I once researched an article for New York magazine on Russian prostitutes in New York. I knew they had to be out there because they were everywhere globally. The world even gave it a name: the Natasha Syndrome. But here nobody would give it that name, no doubt for fear of stereotyping, so it went unidentified as a phenomenon for years. Which meant that the Russian mafiosi who ran plantation-like sex-slave rackets went unprosecuted for years. My article never ran. One central reason: an escort service driver in Brooklyn told me his primary clients were Orthodox Jews, even rabbis. He liked to work with them because they paid on time and behaved well. He himself was a Russian Jew. My editor at the time, Judith Shulevitz, now the terror of her online writers at Slate, hit the roof. She told me over the phone that she couldn't allow such things to appear in the magazine.

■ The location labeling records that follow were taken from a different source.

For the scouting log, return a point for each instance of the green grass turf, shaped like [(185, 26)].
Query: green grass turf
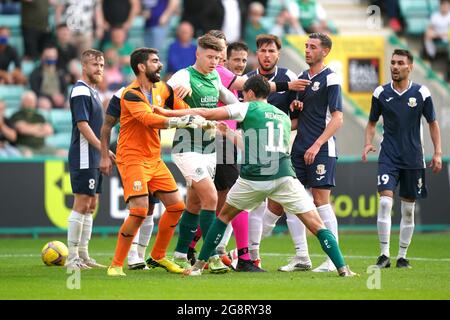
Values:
[(24, 276)]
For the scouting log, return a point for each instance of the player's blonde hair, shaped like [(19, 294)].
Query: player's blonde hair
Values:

Parochial and not so scary as an example, you might argue. Here's another. My father worked as a physician in this country for many years. On one occasion he warned me not to fly over to visit him with my infant child. He'd just received a confidential circular from some medical association warning doctors about American airports, especially at port cities. These sites, he said, were bacterial petri dishes swilling with TB and other diseases common in the Third World due to the flow of passenger traffic from such places. What might that say about New York subways during the rush hour, I've since wondered. And what does it say about the source of the mosquito-borne West Nile virus?
Perhaps I'm alarmist, but worry we must because authorities might simply dodge these issues for expediency's sake. Mustn't offend immigrants?of which I'm one. Sure, it's a great country?no, that's near flattery. Only a second-rate country needs to be flattered.